Das Forchet hat nun, in Gestalt eines Haiminger Bürgers, einen Hilfeschrei in Form eines Leserbriefes ausgesandt:

Meine lieben Oberländer!

Ich bin’s euer Haiminger Forchet. Habt sicher schon von mir gelesen in letzter Zeit. Nicht gut steht's, darum wollte ich mich melden.
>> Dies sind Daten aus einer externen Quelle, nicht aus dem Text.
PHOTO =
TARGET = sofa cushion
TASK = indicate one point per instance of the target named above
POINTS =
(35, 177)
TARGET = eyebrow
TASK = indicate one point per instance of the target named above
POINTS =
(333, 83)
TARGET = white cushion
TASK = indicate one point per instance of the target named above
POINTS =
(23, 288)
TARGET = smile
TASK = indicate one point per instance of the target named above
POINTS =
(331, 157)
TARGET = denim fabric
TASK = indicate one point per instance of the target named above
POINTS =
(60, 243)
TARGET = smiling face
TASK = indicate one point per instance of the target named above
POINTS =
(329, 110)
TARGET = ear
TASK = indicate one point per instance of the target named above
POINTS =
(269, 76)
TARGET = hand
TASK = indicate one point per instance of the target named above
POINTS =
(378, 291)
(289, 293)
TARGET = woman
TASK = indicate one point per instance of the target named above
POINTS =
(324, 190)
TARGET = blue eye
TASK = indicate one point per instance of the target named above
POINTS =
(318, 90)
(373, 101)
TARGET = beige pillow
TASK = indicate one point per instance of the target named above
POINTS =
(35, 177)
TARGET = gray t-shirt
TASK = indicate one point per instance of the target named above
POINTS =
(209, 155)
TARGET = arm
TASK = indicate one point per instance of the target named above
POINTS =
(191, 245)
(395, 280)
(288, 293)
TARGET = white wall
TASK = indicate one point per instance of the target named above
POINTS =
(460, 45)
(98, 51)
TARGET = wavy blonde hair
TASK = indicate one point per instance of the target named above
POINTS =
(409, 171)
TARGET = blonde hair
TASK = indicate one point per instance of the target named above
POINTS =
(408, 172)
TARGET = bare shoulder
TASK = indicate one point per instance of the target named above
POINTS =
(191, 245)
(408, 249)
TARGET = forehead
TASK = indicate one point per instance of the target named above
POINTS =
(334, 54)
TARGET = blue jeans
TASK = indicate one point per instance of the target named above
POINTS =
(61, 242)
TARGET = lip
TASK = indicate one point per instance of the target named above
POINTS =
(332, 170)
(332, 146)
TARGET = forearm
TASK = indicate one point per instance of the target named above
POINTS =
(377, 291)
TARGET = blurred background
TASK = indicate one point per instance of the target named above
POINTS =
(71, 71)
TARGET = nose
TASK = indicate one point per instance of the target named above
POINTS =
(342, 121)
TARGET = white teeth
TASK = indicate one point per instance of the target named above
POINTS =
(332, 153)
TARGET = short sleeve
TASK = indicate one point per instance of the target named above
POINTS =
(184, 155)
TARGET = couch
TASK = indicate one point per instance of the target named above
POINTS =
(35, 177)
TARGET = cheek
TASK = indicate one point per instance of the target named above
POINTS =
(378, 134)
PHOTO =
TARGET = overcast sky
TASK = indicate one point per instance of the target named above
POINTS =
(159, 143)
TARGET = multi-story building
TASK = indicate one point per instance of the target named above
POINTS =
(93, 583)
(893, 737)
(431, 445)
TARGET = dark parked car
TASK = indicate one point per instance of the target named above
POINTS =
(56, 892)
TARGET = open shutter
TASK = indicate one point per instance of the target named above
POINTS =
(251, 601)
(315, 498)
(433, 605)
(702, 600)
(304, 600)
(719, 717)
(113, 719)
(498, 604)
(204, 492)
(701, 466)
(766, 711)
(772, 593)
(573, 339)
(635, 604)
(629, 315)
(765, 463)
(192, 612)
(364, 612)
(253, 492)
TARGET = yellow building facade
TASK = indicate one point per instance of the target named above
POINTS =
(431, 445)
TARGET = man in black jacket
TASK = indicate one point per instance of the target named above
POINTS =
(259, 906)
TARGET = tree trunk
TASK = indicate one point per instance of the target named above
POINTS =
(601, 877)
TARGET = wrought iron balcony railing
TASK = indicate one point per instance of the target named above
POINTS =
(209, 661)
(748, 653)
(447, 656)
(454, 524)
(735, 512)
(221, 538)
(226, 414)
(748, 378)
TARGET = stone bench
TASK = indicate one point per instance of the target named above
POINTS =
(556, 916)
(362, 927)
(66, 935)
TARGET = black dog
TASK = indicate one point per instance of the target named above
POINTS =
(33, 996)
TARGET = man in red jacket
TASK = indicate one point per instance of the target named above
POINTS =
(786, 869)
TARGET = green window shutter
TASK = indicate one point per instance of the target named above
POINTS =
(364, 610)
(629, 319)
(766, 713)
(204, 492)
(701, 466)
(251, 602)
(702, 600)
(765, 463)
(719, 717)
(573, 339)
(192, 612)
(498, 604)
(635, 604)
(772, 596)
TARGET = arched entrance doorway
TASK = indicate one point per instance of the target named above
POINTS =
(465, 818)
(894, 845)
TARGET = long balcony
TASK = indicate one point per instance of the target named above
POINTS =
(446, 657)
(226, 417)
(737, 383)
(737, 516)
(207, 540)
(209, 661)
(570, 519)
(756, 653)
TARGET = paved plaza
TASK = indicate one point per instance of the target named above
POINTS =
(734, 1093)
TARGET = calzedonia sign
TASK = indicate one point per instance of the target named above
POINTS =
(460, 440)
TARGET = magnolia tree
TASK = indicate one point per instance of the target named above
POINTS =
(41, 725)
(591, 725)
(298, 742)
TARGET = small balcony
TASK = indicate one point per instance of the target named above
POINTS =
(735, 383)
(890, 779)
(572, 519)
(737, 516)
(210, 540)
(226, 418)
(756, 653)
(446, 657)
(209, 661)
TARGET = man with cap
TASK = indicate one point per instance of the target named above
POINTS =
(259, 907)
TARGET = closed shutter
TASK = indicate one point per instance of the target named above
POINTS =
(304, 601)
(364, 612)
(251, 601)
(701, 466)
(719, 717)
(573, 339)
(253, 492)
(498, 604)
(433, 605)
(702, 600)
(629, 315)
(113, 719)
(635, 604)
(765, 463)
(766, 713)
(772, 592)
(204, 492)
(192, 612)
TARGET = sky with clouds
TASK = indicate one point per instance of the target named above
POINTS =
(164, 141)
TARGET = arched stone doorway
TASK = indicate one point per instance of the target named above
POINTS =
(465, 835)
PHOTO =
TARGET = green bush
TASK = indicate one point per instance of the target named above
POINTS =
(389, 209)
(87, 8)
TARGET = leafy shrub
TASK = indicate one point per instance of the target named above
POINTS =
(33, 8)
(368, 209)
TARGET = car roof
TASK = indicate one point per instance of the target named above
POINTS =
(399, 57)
An die Wäsche soll’s mir gehen, von allen Seiten. Baubedarf gibt es, Wohnprojekte und Industrieflächen wollen sie von mir haben. Weil es halt alles viel zu wenig sei, drum gibt es keine Alternative. Dabei ist Österreich ja eh schon Flächenverbrauchs-Europameister, Tirol intern am Stockerl, ja und Haiming ganz vorne im Spitzenfeld des Oberlandes. Aber müssen wir unbedingt in dieser Disziplin so erfolgreich sein? Es gebe auch andere tolle Wettbewerbe wie Nachhaltigkeit oder Naturverträglichkeit. So gemütlich hätte ich’s mir in Haiming gemacht. Der Inn und die Ache schlingen sich um mich, und zwei schöne Siedlungsgebiete mit Ötztal Bahnhof und dem Haiminger Kern liegen dicht an mir. Viele Menschen von dort besuchen mich täglich. So erholsam sei ich anscheinend, sagt man. Und trotzdem wird  gestritten. Über die Größe, was von mir wichtig ist oder eben nicht. Ja und ob jetzt da oder dort ein Zeh oder ein Finger von mir fehlt, sei zu verkraften. Dabei bin ich ja eh schon vielen Orts zerrissen. Komm mir vor wie eine löchrige Jeans. Das mag ja modern sein, aber wenn es dann zu viele Löcher sind, wird man schon mal weggeworfen. Es gibt genug Geschwister von mir, denen es so ergangen ist. Aber auch Freunde, die es geschafft haben,  kenne ich,  Silzer Pirchet und Roppener Forchet zum Beispiel. Auch die Feldringer Böden aus meiner Region haben derweilen einmal ein bisschen Ruhe vor Verbauung. So schön hat uns Mutter Natur werden lassen. Artenvielfalt und Reichtum, sowohl an Pflanzen als auch an Tieren, hat sie uns geschenkt. Die Menschen brauchen das, sagt sie, nur viele vergessen manchmal darauf und schauen nicht mehr so genau hin. Der Alltag und die Schnelllebigkeit halten die Leute auf Trab. Und was macht mein Vormund, das Land Tirol. Beschäftigt sind sie, viel Arbeit und andere Sorgen haben unsere politischen Vertreter, so liest man. Dabei übersehen sie, dass man über das Raumordnungskonzept bereits an mir sägt. Habe keine Zeit mehr für Diskussionen, Gutachten oder Bewertungen, oder wie man das am Ende eben auslegt. Wenn ihr was für mich tun wollt, dann schützt mich bitte. Packt mich in einen Mantel, der mich für die Zukunft und für eure Nachkommen lebenswert macht. Ihr und eure Kinder werden davon profitieren, das verspreche ich euch.